Photo/Illutration Many people are out on the streets on Ebisubashi bridge in the Minami district of Osaka’s Chuo Ward on May 23, the first weekend since the state of emergency over the COVID-19 pandemic was lifted for Osaka Prefecture. (Tatsuo Kanai)

OSAKA--The Osaka prefectural government decided on May 28 to end all business closure requests on May 31 by lifting those remaining for live music venues and other attractions with high risk of novel coronavirus infections.

Neighboring Hyogo and Kyoto prefectures, which along with Osaka had been covered by the state of emergency over the COVID-19 pandemic until May 21, had already made similar decisions.

That means all business closure requests in the Kinki region will end at midnight on May 31.

Osaka lifted most of its restrictions on businesses, except for live music venues, karaoke parlors, sports clubs, and host and hostess clubs due to outbreaks of cluster infections there, but they will also be lifted. 

If the number of new infections in the prefecture starts rising again, Osaka will ask businesses to temporarily close based on its own numerical targets, referred to as the "Osaka model."

But Osaka Governor Hirofumi Yoshimura expressed caution on May 28 about repeatedly making such closure requests to businesses.

“I’m worried that residents cannot maintain their livelihoods if we take the same measures every time a wave of infections hits the prefecture,” he said.

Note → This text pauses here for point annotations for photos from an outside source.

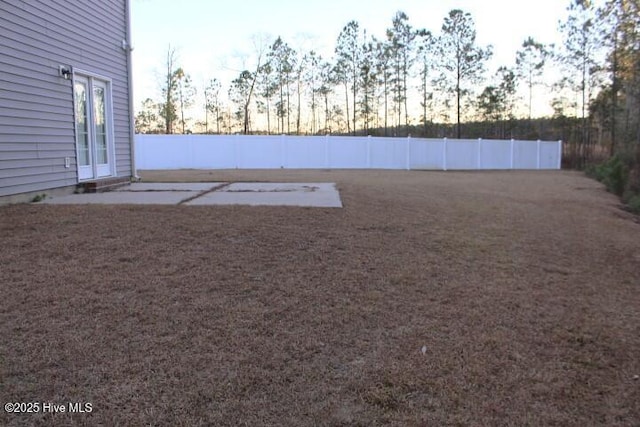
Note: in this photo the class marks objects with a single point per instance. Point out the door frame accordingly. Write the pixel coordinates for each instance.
(97, 171)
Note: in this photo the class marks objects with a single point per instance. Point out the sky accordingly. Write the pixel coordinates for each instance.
(214, 38)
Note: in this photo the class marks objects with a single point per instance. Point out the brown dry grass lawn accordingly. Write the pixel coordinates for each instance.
(524, 288)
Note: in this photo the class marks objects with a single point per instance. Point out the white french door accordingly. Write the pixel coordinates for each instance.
(94, 143)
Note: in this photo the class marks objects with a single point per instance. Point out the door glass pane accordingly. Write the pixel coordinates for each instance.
(82, 131)
(99, 113)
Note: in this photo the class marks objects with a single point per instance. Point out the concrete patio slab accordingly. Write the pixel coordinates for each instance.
(123, 197)
(213, 193)
(273, 194)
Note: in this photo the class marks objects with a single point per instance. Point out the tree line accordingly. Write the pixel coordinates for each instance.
(369, 83)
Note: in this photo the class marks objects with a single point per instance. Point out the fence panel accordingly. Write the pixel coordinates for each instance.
(340, 152)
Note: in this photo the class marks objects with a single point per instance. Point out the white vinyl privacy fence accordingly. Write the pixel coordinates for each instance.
(341, 152)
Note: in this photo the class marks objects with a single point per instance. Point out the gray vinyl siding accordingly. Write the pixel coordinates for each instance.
(36, 104)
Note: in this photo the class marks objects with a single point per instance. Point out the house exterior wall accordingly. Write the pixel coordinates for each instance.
(36, 103)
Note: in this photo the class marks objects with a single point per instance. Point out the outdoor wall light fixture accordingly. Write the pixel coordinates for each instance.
(64, 71)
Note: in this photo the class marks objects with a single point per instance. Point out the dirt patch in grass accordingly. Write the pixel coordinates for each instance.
(522, 287)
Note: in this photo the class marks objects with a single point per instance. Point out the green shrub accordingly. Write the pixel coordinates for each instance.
(613, 173)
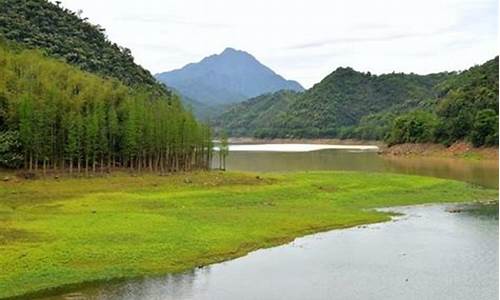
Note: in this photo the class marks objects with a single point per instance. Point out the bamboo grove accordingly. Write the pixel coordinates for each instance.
(55, 116)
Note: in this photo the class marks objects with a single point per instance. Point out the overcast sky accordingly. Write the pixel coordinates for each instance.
(304, 40)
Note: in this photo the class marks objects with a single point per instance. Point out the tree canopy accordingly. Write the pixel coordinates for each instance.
(55, 115)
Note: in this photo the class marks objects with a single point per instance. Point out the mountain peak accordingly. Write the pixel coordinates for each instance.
(229, 77)
(230, 50)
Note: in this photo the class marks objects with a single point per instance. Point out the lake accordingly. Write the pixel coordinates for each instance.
(427, 253)
(303, 157)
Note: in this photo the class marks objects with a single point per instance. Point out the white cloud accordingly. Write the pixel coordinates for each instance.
(304, 39)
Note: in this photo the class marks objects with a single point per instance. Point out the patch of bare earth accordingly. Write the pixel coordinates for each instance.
(457, 150)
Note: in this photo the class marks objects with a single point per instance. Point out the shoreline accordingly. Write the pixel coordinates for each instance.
(458, 150)
(394, 213)
(230, 204)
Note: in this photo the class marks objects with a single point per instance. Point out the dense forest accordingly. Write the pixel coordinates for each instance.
(397, 108)
(53, 115)
(64, 34)
(71, 99)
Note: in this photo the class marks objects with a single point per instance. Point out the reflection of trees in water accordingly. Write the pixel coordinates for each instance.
(174, 286)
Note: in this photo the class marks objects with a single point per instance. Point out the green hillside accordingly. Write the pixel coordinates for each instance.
(63, 34)
(340, 100)
(398, 108)
(72, 100)
(258, 115)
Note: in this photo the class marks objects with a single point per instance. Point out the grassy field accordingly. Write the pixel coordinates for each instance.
(65, 232)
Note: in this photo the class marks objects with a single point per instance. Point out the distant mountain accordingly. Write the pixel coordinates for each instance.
(230, 77)
(340, 100)
(398, 108)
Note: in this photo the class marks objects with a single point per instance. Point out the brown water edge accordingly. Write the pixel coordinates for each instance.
(252, 141)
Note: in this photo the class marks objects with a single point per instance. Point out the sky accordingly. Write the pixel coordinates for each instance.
(303, 40)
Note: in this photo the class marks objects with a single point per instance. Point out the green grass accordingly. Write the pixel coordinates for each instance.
(60, 233)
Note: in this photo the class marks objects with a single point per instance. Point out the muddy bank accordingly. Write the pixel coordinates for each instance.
(458, 150)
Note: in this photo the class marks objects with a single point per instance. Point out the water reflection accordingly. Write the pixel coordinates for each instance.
(479, 172)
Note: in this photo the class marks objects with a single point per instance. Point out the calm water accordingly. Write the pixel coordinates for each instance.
(479, 172)
(426, 254)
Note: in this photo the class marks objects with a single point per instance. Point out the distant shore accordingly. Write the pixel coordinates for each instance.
(250, 140)
(459, 150)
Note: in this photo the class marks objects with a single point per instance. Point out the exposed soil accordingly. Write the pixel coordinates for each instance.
(457, 150)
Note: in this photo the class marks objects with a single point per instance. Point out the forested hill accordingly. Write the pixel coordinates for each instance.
(64, 34)
(397, 108)
(72, 101)
(339, 100)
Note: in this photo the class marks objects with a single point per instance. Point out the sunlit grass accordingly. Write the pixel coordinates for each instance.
(63, 232)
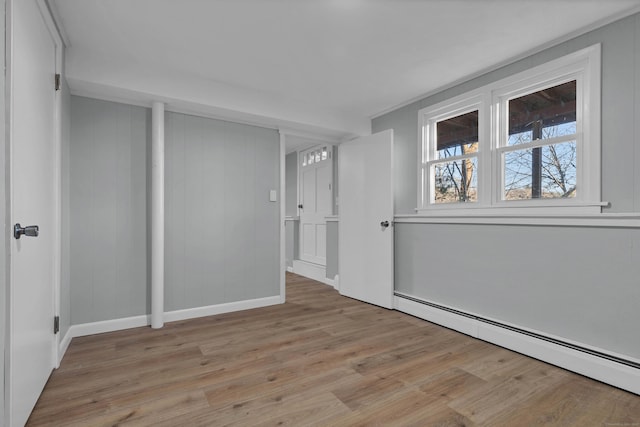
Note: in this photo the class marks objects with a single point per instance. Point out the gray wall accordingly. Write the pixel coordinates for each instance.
(65, 271)
(577, 283)
(291, 184)
(222, 232)
(332, 249)
(107, 211)
(620, 113)
(4, 273)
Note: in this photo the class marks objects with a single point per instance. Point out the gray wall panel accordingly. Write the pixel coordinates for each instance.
(222, 235)
(107, 208)
(576, 283)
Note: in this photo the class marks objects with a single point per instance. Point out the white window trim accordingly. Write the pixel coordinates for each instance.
(583, 66)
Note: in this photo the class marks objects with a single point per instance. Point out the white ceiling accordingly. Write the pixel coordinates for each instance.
(324, 67)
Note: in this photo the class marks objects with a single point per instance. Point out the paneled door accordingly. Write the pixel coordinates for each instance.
(316, 182)
(365, 233)
(33, 203)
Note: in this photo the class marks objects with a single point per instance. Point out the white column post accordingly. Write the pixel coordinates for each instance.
(283, 263)
(157, 215)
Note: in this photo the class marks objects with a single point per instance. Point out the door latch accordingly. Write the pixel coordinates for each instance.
(29, 230)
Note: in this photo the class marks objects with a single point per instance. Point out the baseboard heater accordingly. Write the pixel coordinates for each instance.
(592, 352)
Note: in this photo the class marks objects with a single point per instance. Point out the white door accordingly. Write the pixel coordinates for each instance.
(365, 231)
(33, 193)
(316, 176)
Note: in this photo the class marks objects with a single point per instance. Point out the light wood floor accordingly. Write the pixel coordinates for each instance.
(319, 359)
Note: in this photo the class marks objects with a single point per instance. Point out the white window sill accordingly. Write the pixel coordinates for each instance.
(542, 217)
(519, 208)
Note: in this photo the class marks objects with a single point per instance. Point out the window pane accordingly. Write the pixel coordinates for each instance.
(457, 135)
(456, 181)
(544, 114)
(547, 172)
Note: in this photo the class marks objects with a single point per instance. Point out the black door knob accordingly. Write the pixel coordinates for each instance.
(29, 230)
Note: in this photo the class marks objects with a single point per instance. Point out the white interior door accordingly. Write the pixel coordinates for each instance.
(365, 233)
(316, 177)
(33, 201)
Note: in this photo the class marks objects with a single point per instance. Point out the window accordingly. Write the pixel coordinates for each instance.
(528, 141)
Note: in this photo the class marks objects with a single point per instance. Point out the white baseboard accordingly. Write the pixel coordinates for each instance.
(329, 282)
(312, 271)
(63, 345)
(101, 327)
(608, 371)
(192, 313)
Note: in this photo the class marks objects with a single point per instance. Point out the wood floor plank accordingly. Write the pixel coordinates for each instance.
(319, 359)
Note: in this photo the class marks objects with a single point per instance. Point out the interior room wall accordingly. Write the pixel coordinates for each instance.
(106, 231)
(576, 283)
(222, 231)
(620, 109)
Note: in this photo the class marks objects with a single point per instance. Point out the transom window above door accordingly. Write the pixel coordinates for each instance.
(315, 156)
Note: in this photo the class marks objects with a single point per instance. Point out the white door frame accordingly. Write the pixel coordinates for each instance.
(56, 138)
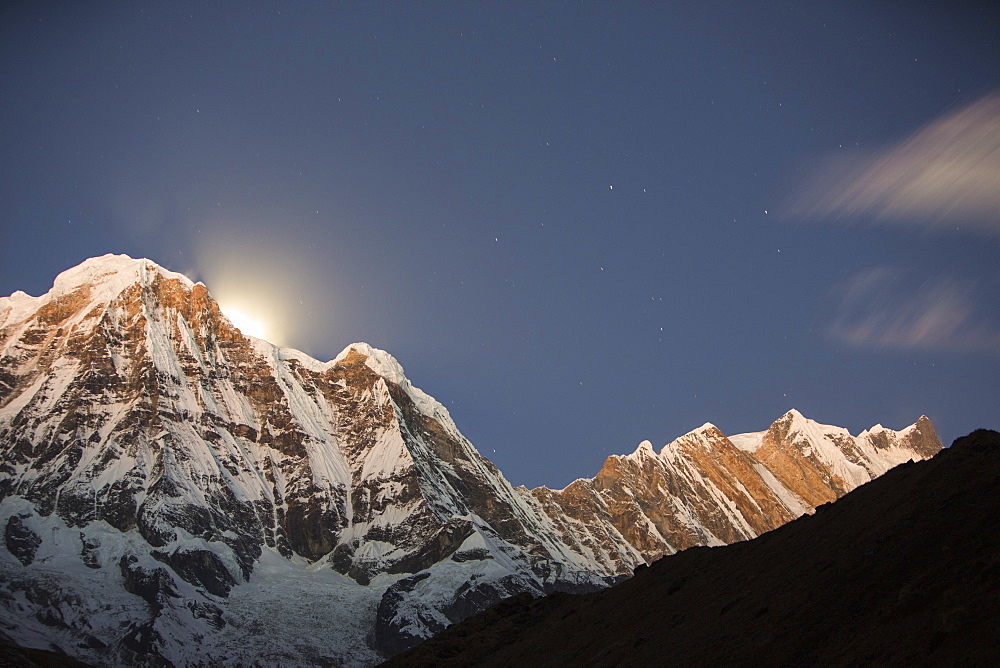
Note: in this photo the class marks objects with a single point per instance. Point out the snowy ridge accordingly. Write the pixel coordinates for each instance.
(149, 449)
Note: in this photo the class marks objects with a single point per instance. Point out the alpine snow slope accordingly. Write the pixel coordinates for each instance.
(172, 490)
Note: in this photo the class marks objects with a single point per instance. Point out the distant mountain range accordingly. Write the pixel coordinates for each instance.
(904, 571)
(174, 491)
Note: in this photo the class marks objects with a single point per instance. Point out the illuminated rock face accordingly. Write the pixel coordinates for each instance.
(707, 489)
(166, 482)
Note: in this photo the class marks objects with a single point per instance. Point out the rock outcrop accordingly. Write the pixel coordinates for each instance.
(151, 451)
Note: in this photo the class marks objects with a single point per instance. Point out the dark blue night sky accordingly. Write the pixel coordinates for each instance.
(578, 225)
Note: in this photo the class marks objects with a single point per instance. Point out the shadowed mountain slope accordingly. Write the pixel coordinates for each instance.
(903, 570)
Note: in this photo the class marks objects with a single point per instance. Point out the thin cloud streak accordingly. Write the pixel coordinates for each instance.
(878, 307)
(945, 175)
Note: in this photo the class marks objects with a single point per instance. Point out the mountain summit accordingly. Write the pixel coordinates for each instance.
(167, 484)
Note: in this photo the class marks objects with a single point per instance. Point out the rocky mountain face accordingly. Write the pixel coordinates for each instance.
(174, 491)
(902, 572)
(705, 488)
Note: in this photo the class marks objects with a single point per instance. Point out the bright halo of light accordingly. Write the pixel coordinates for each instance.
(247, 324)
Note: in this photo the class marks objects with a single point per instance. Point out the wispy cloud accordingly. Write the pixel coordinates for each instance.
(883, 308)
(947, 174)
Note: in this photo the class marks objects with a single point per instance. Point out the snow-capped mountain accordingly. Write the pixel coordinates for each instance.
(171, 489)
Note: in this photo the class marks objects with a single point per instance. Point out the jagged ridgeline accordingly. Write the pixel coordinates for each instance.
(171, 489)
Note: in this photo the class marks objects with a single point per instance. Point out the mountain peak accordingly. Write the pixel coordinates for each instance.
(113, 271)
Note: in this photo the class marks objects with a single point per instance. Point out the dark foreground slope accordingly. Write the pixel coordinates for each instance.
(905, 569)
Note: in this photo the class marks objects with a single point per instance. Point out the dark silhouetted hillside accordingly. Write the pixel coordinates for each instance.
(903, 570)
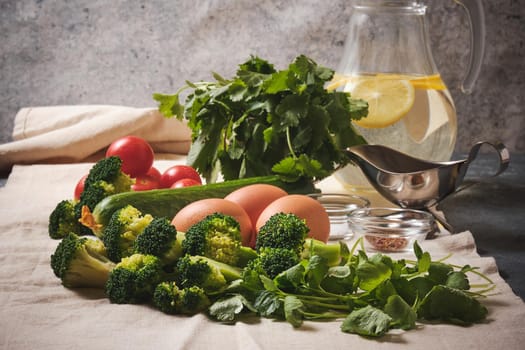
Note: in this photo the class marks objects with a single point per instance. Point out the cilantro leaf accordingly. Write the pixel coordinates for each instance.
(265, 121)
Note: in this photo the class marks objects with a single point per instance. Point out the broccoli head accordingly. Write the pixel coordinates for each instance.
(63, 220)
(211, 275)
(332, 254)
(134, 278)
(120, 233)
(81, 262)
(282, 230)
(218, 237)
(271, 262)
(160, 238)
(170, 299)
(104, 179)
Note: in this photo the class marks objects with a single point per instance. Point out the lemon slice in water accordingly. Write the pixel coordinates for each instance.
(388, 100)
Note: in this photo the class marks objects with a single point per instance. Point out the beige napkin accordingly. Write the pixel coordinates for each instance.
(37, 312)
(64, 134)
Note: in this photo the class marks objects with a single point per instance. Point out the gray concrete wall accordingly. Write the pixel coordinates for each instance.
(120, 52)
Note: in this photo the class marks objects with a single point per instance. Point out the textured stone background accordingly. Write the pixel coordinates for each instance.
(120, 52)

The prefectural government initially planned to allow the businesses, where cluster infections have occurred, to reopen from May 30. But it decided at a May 28 meeting of its task force handling the coronavirus outbreak to push back the date to June 1 to keep in step with Hyogo and Kyoto.

To prevent infections, the Osaka prefectural government will ask operators of the businesses to follow guidelines for each sector created by industry organizations as a precondition for lifting its closure requests.

The prefectural government had to create new guidelines for live music venues and host and hostess clubs as no guidelines existed.